Fig. 8. Similarities and divergences in mouse and human microglial metabolism.

Upper panel: Upon LPS treatment mouse microglia upregulate genes that code for glucose transporters GLUT6 and GLUT8, HK2 and HK3 robustly at 4 h and 24 h with a shared decrease of downstream pathway components and downregulation of isocitrate dehydrogenase. A sustained downregulation of genes that encode key fatty acid import mediators, such as ATP-binding cassette transporter subfamily D (ABCD) and peroxisomal acyl-coenzyme A oxidase (ACOX) is concomitant with a downregulation of fatty acid synthesis key enzyme fatty acid synthase (FASN).
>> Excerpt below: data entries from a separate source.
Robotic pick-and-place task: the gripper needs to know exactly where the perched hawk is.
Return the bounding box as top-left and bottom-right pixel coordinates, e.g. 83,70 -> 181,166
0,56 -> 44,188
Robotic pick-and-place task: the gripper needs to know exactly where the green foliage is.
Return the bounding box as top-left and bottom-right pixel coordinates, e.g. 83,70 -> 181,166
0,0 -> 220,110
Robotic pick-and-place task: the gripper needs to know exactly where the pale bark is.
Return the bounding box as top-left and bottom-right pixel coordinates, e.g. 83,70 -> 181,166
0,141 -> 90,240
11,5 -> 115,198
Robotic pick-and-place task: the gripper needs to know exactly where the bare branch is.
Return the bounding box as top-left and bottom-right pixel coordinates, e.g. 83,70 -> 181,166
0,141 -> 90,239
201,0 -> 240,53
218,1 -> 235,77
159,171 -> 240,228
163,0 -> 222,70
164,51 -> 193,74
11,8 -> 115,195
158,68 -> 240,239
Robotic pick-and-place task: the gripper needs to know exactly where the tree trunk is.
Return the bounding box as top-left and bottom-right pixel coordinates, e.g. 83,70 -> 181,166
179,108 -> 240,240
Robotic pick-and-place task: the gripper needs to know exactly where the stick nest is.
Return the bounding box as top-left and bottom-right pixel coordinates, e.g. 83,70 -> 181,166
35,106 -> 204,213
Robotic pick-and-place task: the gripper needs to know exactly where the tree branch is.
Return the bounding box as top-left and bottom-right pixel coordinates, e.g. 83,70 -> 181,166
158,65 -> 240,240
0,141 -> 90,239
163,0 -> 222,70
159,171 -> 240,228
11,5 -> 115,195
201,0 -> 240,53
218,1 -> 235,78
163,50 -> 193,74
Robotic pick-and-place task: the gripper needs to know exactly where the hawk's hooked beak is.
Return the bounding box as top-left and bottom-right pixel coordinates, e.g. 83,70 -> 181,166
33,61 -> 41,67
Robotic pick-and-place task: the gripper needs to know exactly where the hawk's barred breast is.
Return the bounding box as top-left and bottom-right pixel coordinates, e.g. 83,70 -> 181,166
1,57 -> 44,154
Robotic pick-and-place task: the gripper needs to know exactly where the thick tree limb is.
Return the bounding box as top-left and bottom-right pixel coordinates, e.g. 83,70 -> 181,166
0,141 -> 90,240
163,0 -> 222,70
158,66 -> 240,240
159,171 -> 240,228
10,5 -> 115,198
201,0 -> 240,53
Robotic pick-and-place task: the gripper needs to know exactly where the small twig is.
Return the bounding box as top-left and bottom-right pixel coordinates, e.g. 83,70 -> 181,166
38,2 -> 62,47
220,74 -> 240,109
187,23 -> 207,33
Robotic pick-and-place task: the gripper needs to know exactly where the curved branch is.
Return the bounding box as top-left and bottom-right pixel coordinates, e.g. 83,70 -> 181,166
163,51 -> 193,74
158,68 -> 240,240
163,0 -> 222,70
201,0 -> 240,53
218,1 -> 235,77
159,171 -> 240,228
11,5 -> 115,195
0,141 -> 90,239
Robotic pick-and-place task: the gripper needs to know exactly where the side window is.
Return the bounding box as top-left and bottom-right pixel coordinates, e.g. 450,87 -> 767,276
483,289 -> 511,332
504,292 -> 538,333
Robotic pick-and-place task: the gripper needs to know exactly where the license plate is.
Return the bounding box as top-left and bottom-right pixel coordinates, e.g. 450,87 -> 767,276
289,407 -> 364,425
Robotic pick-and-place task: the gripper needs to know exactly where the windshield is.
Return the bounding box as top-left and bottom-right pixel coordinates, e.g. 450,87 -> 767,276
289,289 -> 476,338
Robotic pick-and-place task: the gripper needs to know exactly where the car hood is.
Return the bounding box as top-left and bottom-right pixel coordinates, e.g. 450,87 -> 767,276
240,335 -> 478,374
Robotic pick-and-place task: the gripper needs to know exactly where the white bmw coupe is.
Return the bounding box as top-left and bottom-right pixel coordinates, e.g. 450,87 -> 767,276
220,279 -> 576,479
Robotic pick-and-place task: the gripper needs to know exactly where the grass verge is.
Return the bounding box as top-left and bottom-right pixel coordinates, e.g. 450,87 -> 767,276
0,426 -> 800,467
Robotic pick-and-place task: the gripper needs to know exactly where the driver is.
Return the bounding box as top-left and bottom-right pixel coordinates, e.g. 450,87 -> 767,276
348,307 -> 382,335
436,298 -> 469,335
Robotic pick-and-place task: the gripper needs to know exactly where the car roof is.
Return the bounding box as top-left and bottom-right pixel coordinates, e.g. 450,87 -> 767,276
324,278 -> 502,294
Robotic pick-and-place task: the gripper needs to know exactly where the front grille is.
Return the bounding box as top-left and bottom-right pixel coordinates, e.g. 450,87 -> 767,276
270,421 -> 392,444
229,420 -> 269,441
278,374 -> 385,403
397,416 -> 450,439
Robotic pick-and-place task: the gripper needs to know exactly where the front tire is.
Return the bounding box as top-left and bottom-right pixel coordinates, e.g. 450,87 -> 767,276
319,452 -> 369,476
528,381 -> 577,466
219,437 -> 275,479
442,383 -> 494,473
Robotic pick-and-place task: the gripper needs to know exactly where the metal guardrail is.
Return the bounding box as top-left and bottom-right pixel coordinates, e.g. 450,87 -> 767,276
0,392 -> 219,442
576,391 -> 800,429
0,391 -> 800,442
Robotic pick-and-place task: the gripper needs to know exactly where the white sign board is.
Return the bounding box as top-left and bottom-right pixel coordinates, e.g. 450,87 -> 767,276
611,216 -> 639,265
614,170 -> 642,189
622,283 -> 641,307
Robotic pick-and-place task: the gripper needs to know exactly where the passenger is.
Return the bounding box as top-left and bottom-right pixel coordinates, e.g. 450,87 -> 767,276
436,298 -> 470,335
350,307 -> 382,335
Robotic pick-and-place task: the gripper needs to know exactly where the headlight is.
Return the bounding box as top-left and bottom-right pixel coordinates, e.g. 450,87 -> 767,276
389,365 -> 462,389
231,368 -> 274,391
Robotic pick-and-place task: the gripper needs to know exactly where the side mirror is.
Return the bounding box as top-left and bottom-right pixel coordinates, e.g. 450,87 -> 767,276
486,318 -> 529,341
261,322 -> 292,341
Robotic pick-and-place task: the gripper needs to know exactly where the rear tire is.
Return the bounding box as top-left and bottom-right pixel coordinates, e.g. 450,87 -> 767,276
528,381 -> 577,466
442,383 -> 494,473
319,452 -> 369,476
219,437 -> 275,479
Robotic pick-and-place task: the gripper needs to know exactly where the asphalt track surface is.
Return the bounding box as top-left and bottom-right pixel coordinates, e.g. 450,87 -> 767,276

Lower panel: Upon LPS treatment human iMGL cells robustly upregulate genes that code for glucose transporters GLUT3 and GLUT6 at 4 h, and GLUT9 at 24 h. Human iMGLs only upregulate hexokinases 1 and 3 at 4 h, not at 24 h. Downstream elements of the glycolytic pathway such as PFKFB3 are upregulated. An increase in Fructose-2,6 biphosphate promotes PFK1 activity. In our analyses, the upregulation of GLS only occurred at 4 h in human iMGLs and not in mouse microglia. Within the TCA cycle, citrate synthase (CS) and aconitase (ACO) were upregulated both at 4 h and 24 h, while isocitrate dehydrogenases (IDH1 and IDH2) were downregulated both at 4 h and 24 h. Downregulation of genes that encode fatty acid import and catabolism, such as ABCD and ACOX occurs concomitantly with a sustained downregulation of FASN upon LPS. Grey lines denote unchanged gene expression. Dotted green lines denote promotion of enzyme activity. Dotted blue lines denote negative feedback on enzyme activity. Dark-colored arrows denote upregulation of gene expression at 4 h (blue) and 24 h (red). Light-colored arrows denote downregulation of gene expression at 4 h (blue) and 24 h (red). Upregulation of protein abundance is denoted in bold letters. Data that supports this figure is found in Supplementary material.